Unity has become known for its beautiful and inspirational calendars since the first one was published in 1920.
While always carrying positive messages, the Unity calendars through the years would vary in size, design, themes, and languages—and also functionality. There have been pocket-size calendars, special calendars inside Daily Word® and La Palabra Diaria, calendars with no dates, and desk calendars that included room for personal notes like a personal prayer list and special occasions.
The calendars would reflect the ornateness, fonts, artwork, and mottos from other Unity-published literature of the time. Nature was a frequent theme, which continues today in Unity calendars. Color symbolism, from The Twelve Powers of Man by Unity cofounder Charles Fillmore, also was used to enhance the written messages on the calendars.
For the April page in 1920, the calendar had an Easter quote by Phillips Brooks, an 18th-century Episcopal clergyman and lyricist of "O Little Town of Bethlehem,” as part of a design that combined green (for strength), yellow (for good judgment), and white (for Jesus Christ).
The 1926 Unity Calendar used bright orange to represent enthusiasm, blue for faith, and white again, carrying the subliminal call for people to enthusiastically express from their faith in Jesus Christ.
After creating calendars for a decade, Unity stopped doing so in 1930 because of the Great Depression and geopolitical strife leading up to World War II. It wouldn’t be until the mid-1960s before Unity started producing calendars on a regular basis again.
In 1965 Unity produced a yearlong calendar with no dates. It had an inspirational message with a different drawing of Unity Village in the background. Its brown tone was used to mean renunciation. The nod to the “built environments” across the Unity Village campus would become common practice in the calendars that followed.

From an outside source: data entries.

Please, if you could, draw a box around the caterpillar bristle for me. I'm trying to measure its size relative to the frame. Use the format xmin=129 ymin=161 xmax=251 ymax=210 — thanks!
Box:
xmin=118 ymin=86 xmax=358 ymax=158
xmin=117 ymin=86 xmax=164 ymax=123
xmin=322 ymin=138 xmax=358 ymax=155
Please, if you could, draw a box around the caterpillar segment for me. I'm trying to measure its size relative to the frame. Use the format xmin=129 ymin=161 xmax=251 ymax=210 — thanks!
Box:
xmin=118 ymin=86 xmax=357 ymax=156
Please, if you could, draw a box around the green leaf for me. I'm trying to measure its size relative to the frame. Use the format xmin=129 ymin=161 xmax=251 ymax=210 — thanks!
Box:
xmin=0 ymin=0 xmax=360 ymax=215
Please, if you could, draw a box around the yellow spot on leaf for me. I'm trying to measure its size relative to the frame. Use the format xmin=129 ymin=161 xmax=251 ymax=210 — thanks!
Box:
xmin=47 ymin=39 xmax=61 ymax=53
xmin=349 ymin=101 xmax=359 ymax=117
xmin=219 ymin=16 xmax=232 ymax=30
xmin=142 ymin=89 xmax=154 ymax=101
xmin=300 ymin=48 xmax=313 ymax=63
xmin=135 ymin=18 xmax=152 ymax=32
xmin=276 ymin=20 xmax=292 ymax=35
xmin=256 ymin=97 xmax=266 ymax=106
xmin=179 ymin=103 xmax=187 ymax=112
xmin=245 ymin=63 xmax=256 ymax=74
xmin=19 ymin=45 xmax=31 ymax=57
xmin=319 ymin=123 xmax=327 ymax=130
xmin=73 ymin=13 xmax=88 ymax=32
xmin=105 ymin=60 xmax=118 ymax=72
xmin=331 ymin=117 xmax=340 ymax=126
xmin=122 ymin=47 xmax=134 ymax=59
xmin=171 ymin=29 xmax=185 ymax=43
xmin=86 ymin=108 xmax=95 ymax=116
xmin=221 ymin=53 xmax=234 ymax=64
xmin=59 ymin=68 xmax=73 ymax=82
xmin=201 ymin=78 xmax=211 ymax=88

In later years, the Unity Calendar added more functions and was seen as a tool for the organization, cited in Unity teachings as a key to prosperity. Lowell Fillmore promoted such with the creation of the 1967 calendar, “Unity Housebook,” which included a special prayer for each month, selected scripture, a special needs prayer list, space to write reminders, and commemorative days, such as birthdays and anniversaries.